Well, if this was generated from one prompt, maybe. There is no indication I can find of this on the website.

Tried the first one out, and it was awful. The first five paragraphs makes the same hack joke three times in three paragraphs. A character has "laugh lines around dark eyes that actually seemed to sparkle" — not many people have sparkly laugh lines, maybe he's a Twilight vampire. The story-within-a-story he reads is not actually a story, it's a summary, literally beginning with "The protagonist, David, follows his guide through stone corridors that seem carved from the earth itself." Everyone in the room reacts like it's breathtaking, and one author reacts like it's shocking- his story has a cult with stone corridors, incense and chanting? And the cult has an ALTAR? She says that it's statistically impossible that they both have such similar details in their stories. And then it uses a variation of "not just X, it's Y."

I stopped reading at that point

@TiredCliche When I first comented I'd read 3.5 chapters of one of the stories it created. The first 3 chapters seemed good, but then chapter 4 sounded like it was written by a different author.

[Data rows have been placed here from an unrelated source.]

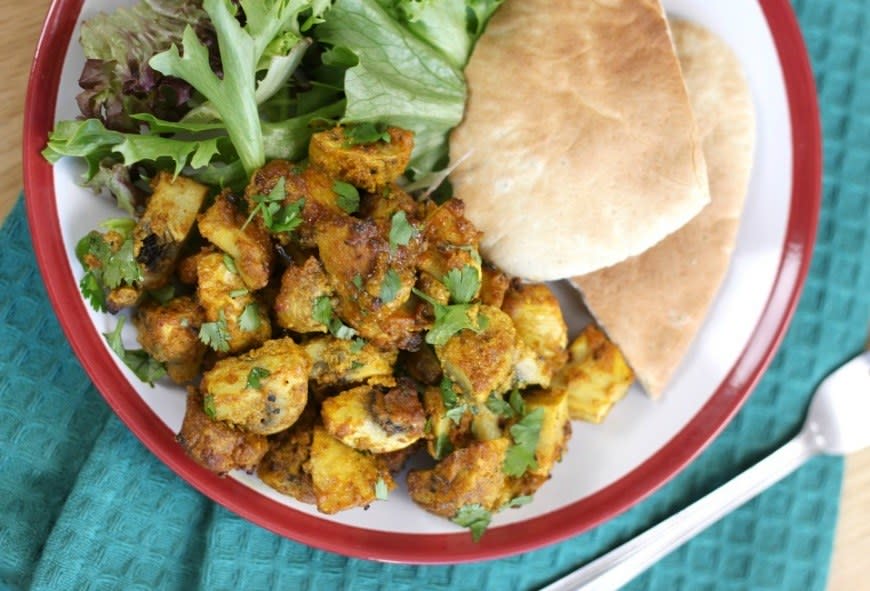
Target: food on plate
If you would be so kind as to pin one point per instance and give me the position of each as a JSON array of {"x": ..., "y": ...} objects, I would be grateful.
[
  {"x": 579, "y": 144},
  {"x": 296, "y": 261},
  {"x": 596, "y": 376},
  {"x": 652, "y": 305}
]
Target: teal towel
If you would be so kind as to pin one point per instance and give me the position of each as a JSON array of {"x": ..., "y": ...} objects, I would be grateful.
[{"x": 84, "y": 506}]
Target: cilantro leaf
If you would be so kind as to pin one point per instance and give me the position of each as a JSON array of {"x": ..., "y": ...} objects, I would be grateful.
[
  {"x": 348, "y": 196},
  {"x": 92, "y": 289},
  {"x": 287, "y": 218},
  {"x": 230, "y": 264},
  {"x": 322, "y": 312},
  {"x": 390, "y": 286},
  {"x": 475, "y": 518},
  {"x": 107, "y": 268},
  {"x": 255, "y": 375},
  {"x": 521, "y": 455},
  {"x": 216, "y": 334},
  {"x": 120, "y": 267},
  {"x": 381, "y": 490},
  {"x": 250, "y": 320},
  {"x": 448, "y": 394},
  {"x": 443, "y": 446},
  {"x": 276, "y": 217},
  {"x": 499, "y": 406},
  {"x": 208, "y": 406},
  {"x": 366, "y": 133},
  {"x": 401, "y": 230},
  {"x": 456, "y": 413},
  {"x": 517, "y": 403},
  {"x": 518, "y": 501},
  {"x": 449, "y": 320},
  {"x": 463, "y": 284},
  {"x": 145, "y": 367}
]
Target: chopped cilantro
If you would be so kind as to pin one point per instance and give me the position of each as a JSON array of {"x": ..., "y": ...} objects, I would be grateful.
[
  {"x": 521, "y": 455},
  {"x": 208, "y": 406},
  {"x": 145, "y": 367},
  {"x": 475, "y": 518},
  {"x": 463, "y": 284},
  {"x": 366, "y": 133},
  {"x": 443, "y": 446},
  {"x": 255, "y": 375},
  {"x": 276, "y": 217},
  {"x": 518, "y": 501},
  {"x": 230, "y": 264},
  {"x": 448, "y": 394},
  {"x": 250, "y": 320},
  {"x": 500, "y": 406},
  {"x": 322, "y": 310},
  {"x": 517, "y": 403},
  {"x": 456, "y": 413},
  {"x": 216, "y": 334},
  {"x": 323, "y": 313},
  {"x": 105, "y": 267},
  {"x": 390, "y": 286},
  {"x": 348, "y": 196},
  {"x": 123, "y": 226},
  {"x": 93, "y": 291},
  {"x": 381, "y": 490},
  {"x": 401, "y": 230},
  {"x": 449, "y": 320}
]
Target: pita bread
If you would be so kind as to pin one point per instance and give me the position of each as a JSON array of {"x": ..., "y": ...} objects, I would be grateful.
[
  {"x": 652, "y": 305},
  {"x": 583, "y": 148}
]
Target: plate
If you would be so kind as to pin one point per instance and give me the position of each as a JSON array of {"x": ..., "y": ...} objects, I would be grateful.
[{"x": 608, "y": 467}]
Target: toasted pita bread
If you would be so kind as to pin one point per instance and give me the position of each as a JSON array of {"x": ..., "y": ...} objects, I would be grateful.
[
  {"x": 583, "y": 148},
  {"x": 652, "y": 305}
]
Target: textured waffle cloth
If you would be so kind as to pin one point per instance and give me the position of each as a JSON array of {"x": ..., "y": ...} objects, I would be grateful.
[{"x": 84, "y": 506}]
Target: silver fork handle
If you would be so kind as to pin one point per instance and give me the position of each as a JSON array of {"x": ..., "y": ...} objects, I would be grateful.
[{"x": 622, "y": 564}]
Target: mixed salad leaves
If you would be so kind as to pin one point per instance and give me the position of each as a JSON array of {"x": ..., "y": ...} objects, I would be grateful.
[{"x": 214, "y": 89}]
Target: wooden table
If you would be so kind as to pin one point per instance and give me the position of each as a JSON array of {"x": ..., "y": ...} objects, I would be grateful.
[{"x": 20, "y": 29}]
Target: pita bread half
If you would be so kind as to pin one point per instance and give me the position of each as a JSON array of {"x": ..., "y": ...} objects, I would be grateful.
[
  {"x": 652, "y": 305},
  {"x": 582, "y": 148}
]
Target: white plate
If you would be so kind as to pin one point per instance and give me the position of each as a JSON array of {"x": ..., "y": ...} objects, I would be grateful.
[{"x": 608, "y": 467}]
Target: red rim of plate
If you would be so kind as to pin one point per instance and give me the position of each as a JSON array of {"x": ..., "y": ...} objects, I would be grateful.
[{"x": 428, "y": 548}]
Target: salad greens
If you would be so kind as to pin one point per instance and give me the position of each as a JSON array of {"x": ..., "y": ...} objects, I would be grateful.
[{"x": 214, "y": 89}]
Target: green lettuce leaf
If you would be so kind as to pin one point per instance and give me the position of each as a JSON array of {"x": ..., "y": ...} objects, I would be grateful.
[
  {"x": 89, "y": 139},
  {"x": 398, "y": 77}
]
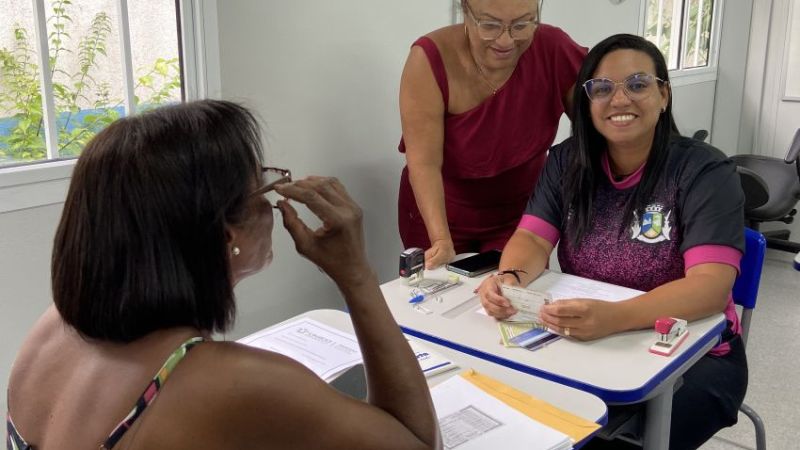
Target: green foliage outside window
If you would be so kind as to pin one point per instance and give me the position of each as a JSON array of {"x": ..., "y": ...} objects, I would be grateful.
[
  {"x": 20, "y": 91},
  {"x": 691, "y": 47}
]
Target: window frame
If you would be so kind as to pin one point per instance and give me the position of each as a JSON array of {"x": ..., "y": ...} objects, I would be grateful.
[
  {"x": 694, "y": 75},
  {"x": 46, "y": 182}
]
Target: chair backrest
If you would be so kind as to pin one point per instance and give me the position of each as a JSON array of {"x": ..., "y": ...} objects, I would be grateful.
[{"x": 745, "y": 289}]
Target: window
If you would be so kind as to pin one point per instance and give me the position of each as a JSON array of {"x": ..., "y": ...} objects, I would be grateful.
[
  {"x": 682, "y": 29},
  {"x": 105, "y": 59}
]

I hoped that it could create shorter stories as good as those first 3 chapters. But I tried that recently, asking for a 4 chapter story. What I got was a longer story of much worse quality. So it looks like there's lots of variation in story quality. Without a way to create shorter stories, nobody is likely to read enough of them to publicise the good ones.

@PeterMcCluskey I just read part of the first one listed, which is one chapter long. Which do you think has three good chapters?

How can you determine if 1000 people read a short story for pure entertainment?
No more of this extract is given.